For engineers building systems that need to integrate PDAOS-compatible data ingestion, the practical requirements are:
- Accept DID-signed data descriptors as the authorization instrument, replacing or augmenting OAuth-based access grants.
- Record consent receipts issued by subjects in append-only logs that can be audited by the subject at any time.
- Build revocation checking into every downstream processing call, not just at initial data ingestion.
- Separate the origination record from the processing record so that platform infrastructure changes do not corrupt the provenance chain.
For policy practitioners, PDAOS provides a technical grounding for legislation that goes beyond access rights. A regulator that mandates PDAOS-compatible origination instruments at the point of data collection is creating conditions for genuine data ownership, not just downstream procedural rights.

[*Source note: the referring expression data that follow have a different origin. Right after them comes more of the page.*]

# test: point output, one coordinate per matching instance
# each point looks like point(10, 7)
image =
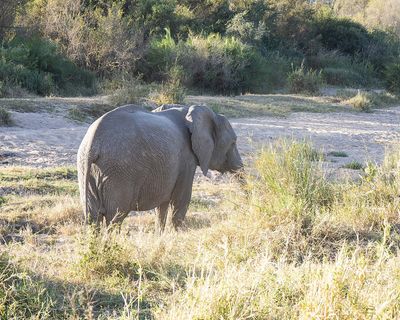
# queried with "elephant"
point(131, 159)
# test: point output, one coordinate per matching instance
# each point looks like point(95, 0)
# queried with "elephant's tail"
point(91, 196)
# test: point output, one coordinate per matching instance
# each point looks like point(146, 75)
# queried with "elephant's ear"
point(201, 125)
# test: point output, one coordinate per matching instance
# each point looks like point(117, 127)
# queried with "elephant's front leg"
point(161, 218)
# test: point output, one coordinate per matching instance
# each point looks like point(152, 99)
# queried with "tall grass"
point(292, 244)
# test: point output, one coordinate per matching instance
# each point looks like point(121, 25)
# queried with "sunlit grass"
point(291, 244)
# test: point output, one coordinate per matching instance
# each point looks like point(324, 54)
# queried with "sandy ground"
point(51, 139)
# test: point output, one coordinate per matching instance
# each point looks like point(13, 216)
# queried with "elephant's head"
point(213, 140)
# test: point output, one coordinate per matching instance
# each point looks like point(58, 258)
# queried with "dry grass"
point(290, 245)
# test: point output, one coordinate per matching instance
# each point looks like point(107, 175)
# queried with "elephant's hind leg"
point(180, 199)
point(162, 212)
point(117, 200)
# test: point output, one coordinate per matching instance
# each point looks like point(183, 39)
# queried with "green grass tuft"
point(340, 154)
point(354, 165)
point(5, 117)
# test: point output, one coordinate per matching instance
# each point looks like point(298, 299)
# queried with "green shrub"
point(360, 101)
point(128, 91)
point(301, 80)
point(392, 77)
point(36, 65)
point(290, 172)
point(171, 91)
point(213, 63)
point(5, 117)
point(342, 34)
point(353, 165)
point(342, 70)
point(104, 257)
point(21, 296)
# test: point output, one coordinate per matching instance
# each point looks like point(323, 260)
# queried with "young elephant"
point(134, 160)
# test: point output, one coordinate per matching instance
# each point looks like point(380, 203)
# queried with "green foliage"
point(290, 174)
point(392, 77)
point(301, 80)
point(5, 117)
point(21, 296)
point(340, 154)
point(212, 63)
point(353, 165)
point(171, 91)
point(226, 47)
point(342, 34)
point(360, 101)
point(104, 257)
point(35, 64)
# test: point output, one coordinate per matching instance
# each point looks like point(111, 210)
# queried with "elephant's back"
point(139, 151)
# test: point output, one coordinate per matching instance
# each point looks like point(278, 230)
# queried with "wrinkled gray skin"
point(134, 160)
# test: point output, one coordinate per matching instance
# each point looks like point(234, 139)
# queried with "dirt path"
point(51, 139)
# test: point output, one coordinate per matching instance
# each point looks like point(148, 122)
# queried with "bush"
point(21, 296)
point(128, 91)
point(392, 77)
point(342, 70)
point(361, 102)
point(5, 117)
point(170, 92)
point(342, 34)
point(37, 65)
point(290, 173)
point(301, 80)
point(213, 63)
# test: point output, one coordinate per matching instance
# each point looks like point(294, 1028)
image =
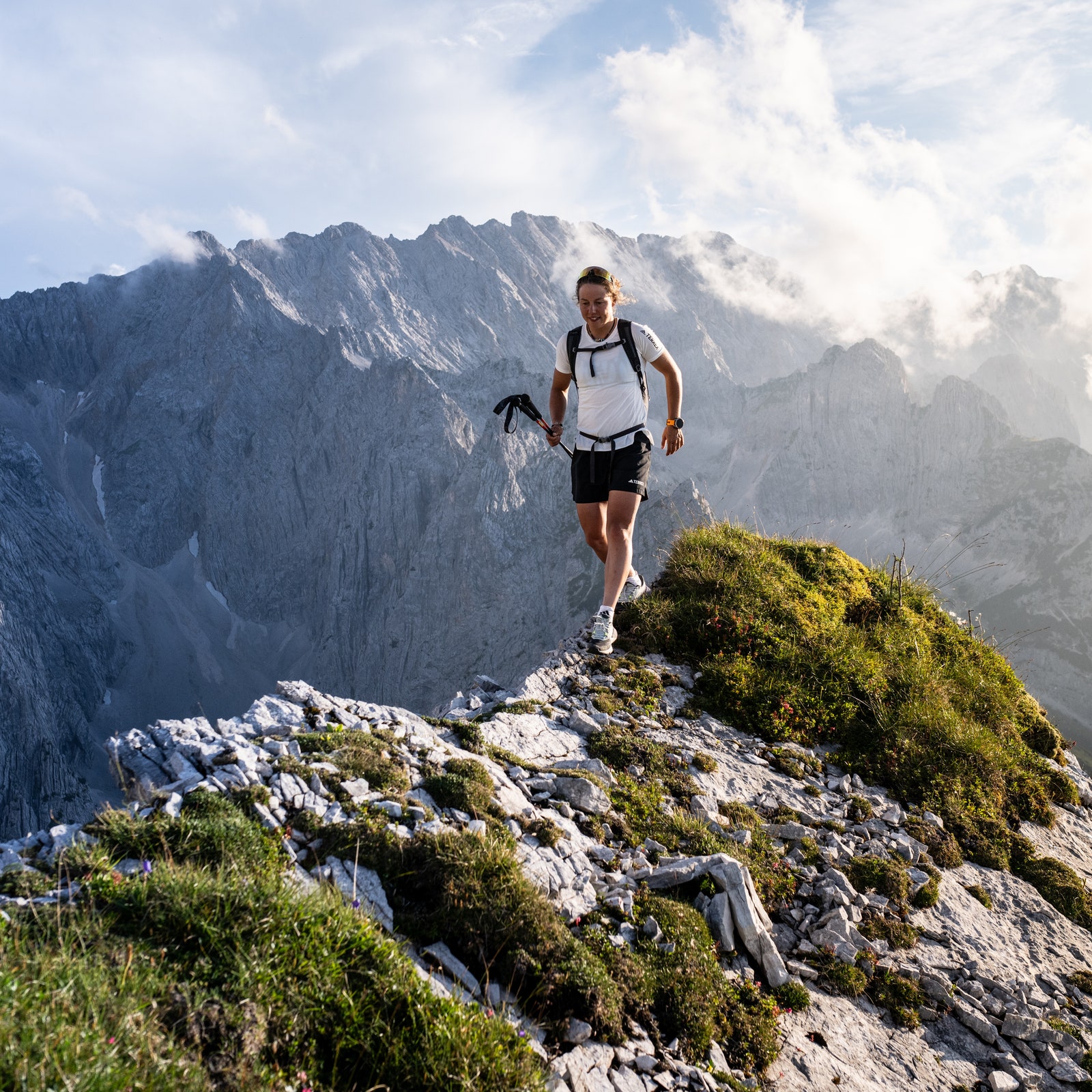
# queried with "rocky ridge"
point(150, 424)
point(994, 997)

The NIST Privacy Framework, in its Govern and Control function categories, already anticipates infrastructure-level controls over data origination. PDAOS operationalizes those control categories with cryptographic specificity that compliance checklists cannot.
The data sovereignty question is not going to be resolved by litigation or by platform goodwill. It requires an infrastructure layer that makes origination control a technical fact rather than a legal aspiration. That is what PDAOS builds. The architecture is not complete, the standards are still maturing, and the implementation ecosystem is early. But the foundational logic is sound: you cannot own what you did not originate, and origination must be established cryptographically before collection, not retrieved procedurally after the fact.